Being a missionary is...

This week was pretty rough. We worked really hard on Tuesday for Elder Butler's last day so that we could send him off strong. We made plans to just tract one really long street in our area for most of the day because we had nothing set and as we did that things fell into place and we ended up having a really good lesson with Raul, helping a nonmember with some service from a member referral, and had dinner with a less active in the ward so it ended up being a great day.
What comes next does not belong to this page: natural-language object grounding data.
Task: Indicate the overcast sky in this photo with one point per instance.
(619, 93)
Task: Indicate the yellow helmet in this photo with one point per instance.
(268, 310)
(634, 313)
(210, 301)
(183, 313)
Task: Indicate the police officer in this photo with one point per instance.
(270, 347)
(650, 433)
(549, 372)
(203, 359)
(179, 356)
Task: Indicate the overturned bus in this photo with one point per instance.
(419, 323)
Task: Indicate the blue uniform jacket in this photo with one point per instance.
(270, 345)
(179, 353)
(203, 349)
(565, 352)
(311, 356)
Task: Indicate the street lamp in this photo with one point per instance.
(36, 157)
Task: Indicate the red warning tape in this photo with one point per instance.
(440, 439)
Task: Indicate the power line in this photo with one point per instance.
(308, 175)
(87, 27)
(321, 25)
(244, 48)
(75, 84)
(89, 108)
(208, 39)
The lesson with Raul couldn't have come at a better time and I don't think it could have gone any better (except maybe if he told us he knew the Book of Mormon was true and that he would be at church the next three weeks so he could get baptized as soon as possible.) We went into it planning teaching the Plan of Salvation and addressing a couple of his concerns but when we were talking with him he talked about how it keeps getting harder and harder to not have a job. That morning as I studied I prayed that something I read would be able to help somebody throughout the day and then I dug into the Book of Ether. At the beginning of the lesson I felt prompted to share a thought about when the Jaredites were in their barges crossing the ocean to the promised land. Moroni writes that they were carried across by furious winds and mighty tempests until they reached the promised land and based on an Ensign article I read one time I had a sticky note in my scriptures that mentioned that in life we go through fierce winds and storms to guide us to all that our Heavenly Father has promised us. After sharing that with Raul I also talked about the cycle that occurs in Ether of the people following the commandments, becoming prosperous and happy and then falling into wickedness and I testified to Raul that if he keeps the commandments and the commitments that we leave with him that things will come together in his life. It touched him a lot and then we asked how his reading was going and he said that he had actually read in the Book of Mormon on his own which was amazing. We talked a little about that and then I asked how things were going quitting smoking and he said he hadn't smoked for a couple of days because he ran out of cigarettes and doesn't have much money left. Then Elder Butler asked when he read in the Book of Mormon and he told us it was a couple of days ago and he realized that by reading it probably helped him to not want to smoke or to have withdrawals which was a huge step for him to realize. When he prayed before he left he earnestly asked to know if the book and the church are true so that he can know and follow Christ better and so that he can be baptized in October. It was a great last investigator lesson for Elder Butler.

The rest of the week went by really slowly and was pretty difficult. I've been just tired of this area and its been hard to see why I'm here and I feel pretty useless. On Thursday night I was really just done and I felt super depressed so I asked Elder Boggess if they could come over and give me a blessing. Its such a blessing to have a good friend like him nearby who knows me and is my friend and who has been in this situation too, to give me a blessing. It was really powerful and he mentioned the fact that I'm making an impact here in all of the seeds that I'm planting and specifically mentioned some people in this ward that I have been trying to work with. The next day nothing went as planned and I was tired by the end of the night again and after attempting to visit a potential investigator I got really depressed so I said a quick prayer asking why I'm even here if nothing is happening and immediately into my head came this song called "The Harvester" that we listen to but the next thought was that it didn't apply to me, that I'm here to be a sower and to plant all the seeds that need to be planted and that then somebody else will be brought into be the harvester of the crops that I have prepared. It was kind of hard to get that answer but I realized that planting the seeds is just as important as harvesting because without a sower there would be nothing to be reaped. I began to think of the over 750people that I have contacted in the last 6 weeks and the probably 130ish copies of the Book of Mormon that I have given out and I realized that thats a lot of seeds to plant and a lot of chances for people to accept the gospel at some point. I know now that I need to just look at everything I do as planting seeds and that even if nothing comes from it while I'm here that if I can say I've done that it means I've done my job. 

Being a missionary is hard and sad and tiring, but at the same time its happy, and fun, and the best thing ever. Its crazy how all those things can be compounded into one and how you can go through all of them every single day and keep on going for two years, its definitely only possible with Heavenly Father's help. I know that if I was alone in this and it wasn't true and good that I'd have peaced out of here a long time ago. But I'm not alone so I keep on going each day hoping that things will work out in the end. I know that there are people here waiting to hear about the restored gospel and I know that what I share can help them.